We have posted before about how ocean noise is causing damage to various species of whales, so it should be no surprise to hear that human noise has thoroughly invaded our oceans. The Islands’ Sounder spoke to Christopher Clark, a bioacoustic engineer who he studies biology and acoustics, who discusses how “ambient noise from ships” interfered with his research on whales. Clark said that “[w]hat was eerie was that he could hear [ships’] rumble, but the ships were so far away they might as well have been invisible.” “North Atlantic right whales, like the Southern resident Orcas, are endangered,” adds Clark, who “suspects noise is a contributing factor for both species.” “You can’t listen to the ocean for any length of time without encountering human noise,” he laments.
The damage is not limited to whales, as ocean noise is damaging other species. Matt Soergel,The Florida Times-Union, reporting on research on dolphins in the St. Johns River, writes that researchers were surprised to find that “there’s no place [in the area they studied] immune to man-made sound,” and they are not sure why. As for the effect on dolphins, the researchers aren’t quite sure, but “dolphins, especially in the murky tannin waters of the St. Johns, rely on sound to communicate and to hunt,” and the St. Johns’ dolphins have shown a decline in health.
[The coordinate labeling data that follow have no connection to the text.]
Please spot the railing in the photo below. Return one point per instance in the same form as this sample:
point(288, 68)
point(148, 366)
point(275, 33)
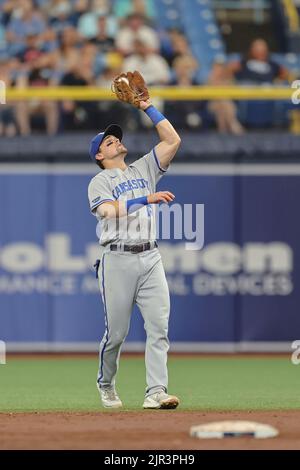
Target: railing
point(167, 93)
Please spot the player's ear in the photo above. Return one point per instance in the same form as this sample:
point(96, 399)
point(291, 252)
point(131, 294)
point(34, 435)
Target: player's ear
point(99, 156)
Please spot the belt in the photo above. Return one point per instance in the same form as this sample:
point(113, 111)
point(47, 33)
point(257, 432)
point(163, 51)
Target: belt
point(134, 248)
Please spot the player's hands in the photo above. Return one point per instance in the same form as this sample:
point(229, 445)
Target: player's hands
point(145, 104)
point(161, 196)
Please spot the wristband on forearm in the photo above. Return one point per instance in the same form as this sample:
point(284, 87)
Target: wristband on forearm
point(133, 205)
point(154, 115)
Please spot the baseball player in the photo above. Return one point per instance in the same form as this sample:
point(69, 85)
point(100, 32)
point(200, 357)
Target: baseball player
point(130, 270)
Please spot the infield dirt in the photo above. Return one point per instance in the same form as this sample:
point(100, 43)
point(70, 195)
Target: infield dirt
point(147, 430)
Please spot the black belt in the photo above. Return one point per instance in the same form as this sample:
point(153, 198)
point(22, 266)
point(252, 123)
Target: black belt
point(134, 248)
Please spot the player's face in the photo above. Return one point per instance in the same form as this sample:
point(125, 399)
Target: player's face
point(110, 148)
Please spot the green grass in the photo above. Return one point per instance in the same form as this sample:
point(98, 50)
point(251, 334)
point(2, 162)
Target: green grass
point(202, 383)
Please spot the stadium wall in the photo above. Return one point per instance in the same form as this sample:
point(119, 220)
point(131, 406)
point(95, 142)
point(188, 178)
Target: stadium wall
point(240, 292)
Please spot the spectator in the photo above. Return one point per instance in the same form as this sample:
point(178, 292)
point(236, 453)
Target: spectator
point(224, 111)
point(7, 118)
point(152, 66)
point(257, 67)
point(97, 21)
point(104, 38)
point(135, 29)
point(123, 8)
point(39, 71)
point(61, 15)
point(80, 114)
point(25, 20)
point(175, 46)
point(111, 111)
point(69, 53)
point(184, 114)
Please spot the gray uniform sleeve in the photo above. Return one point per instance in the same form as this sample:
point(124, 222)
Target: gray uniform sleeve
point(150, 167)
point(99, 191)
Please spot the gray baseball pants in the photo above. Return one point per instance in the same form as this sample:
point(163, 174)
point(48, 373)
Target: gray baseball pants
point(125, 279)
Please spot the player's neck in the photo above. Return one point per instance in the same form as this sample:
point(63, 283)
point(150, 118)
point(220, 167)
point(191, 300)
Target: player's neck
point(116, 164)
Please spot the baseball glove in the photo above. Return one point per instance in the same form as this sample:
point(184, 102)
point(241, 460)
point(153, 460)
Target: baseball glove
point(130, 88)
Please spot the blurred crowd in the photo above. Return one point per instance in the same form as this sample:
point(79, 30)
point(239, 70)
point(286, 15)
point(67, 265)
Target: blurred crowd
point(87, 43)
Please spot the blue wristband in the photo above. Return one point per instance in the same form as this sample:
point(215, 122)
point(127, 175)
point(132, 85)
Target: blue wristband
point(154, 115)
point(133, 205)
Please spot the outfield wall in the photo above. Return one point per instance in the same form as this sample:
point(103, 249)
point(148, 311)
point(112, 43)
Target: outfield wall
point(240, 292)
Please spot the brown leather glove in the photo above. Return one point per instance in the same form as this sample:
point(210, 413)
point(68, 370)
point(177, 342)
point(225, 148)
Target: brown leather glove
point(130, 88)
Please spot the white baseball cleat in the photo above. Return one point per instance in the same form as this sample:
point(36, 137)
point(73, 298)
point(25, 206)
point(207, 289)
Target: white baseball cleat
point(161, 400)
point(109, 397)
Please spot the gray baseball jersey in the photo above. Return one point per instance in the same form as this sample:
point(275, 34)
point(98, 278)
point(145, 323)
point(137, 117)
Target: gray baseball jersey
point(127, 278)
point(139, 179)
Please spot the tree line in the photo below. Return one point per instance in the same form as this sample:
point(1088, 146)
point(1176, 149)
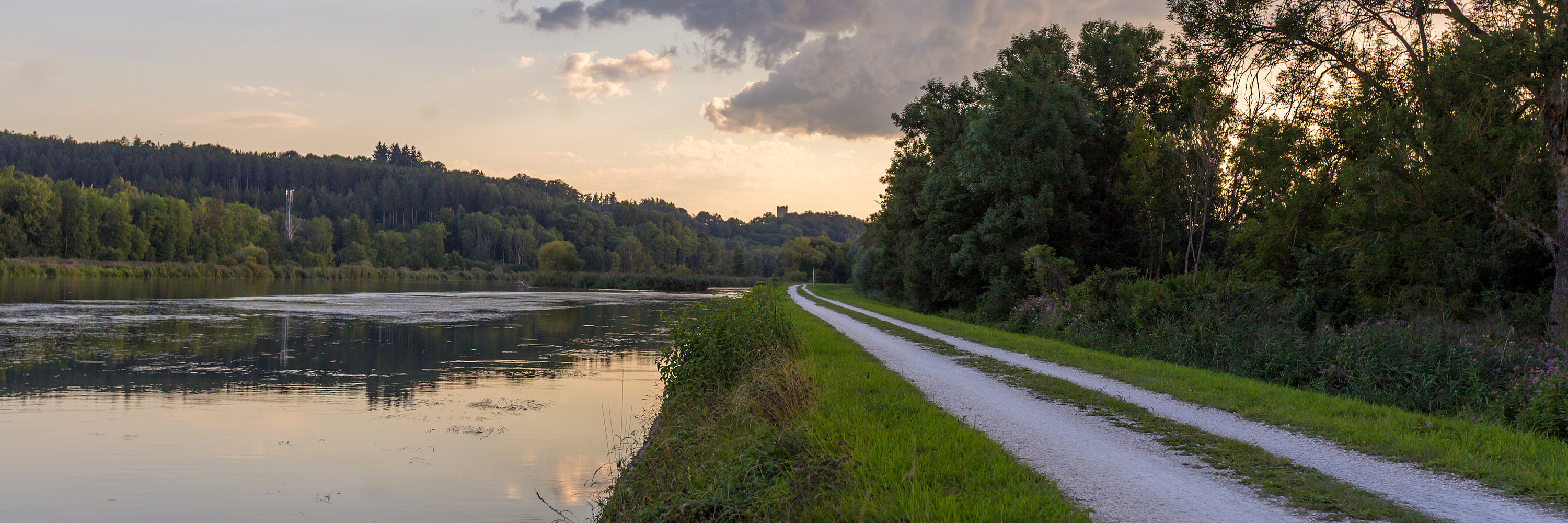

And seals are suffering too, as researchers from the University of St. Andrews have discovered that “[s]eals may experience hearing loss from underwater vessel noise.” Although the researchers have said that there was “no evidence that seals were exposed to noise levels high enough to cause permanent hearing damage,” lead author Dr. Esther Jones added that “[u]rbanisation of the marine environment is inevitably going to continue, so chronic ocean noise should be incorporated explicitly into marine spatial planning and management plans for existing marine protected areas.”
Noise is not just a nuisance, it’s a public health issue for all species on this planet.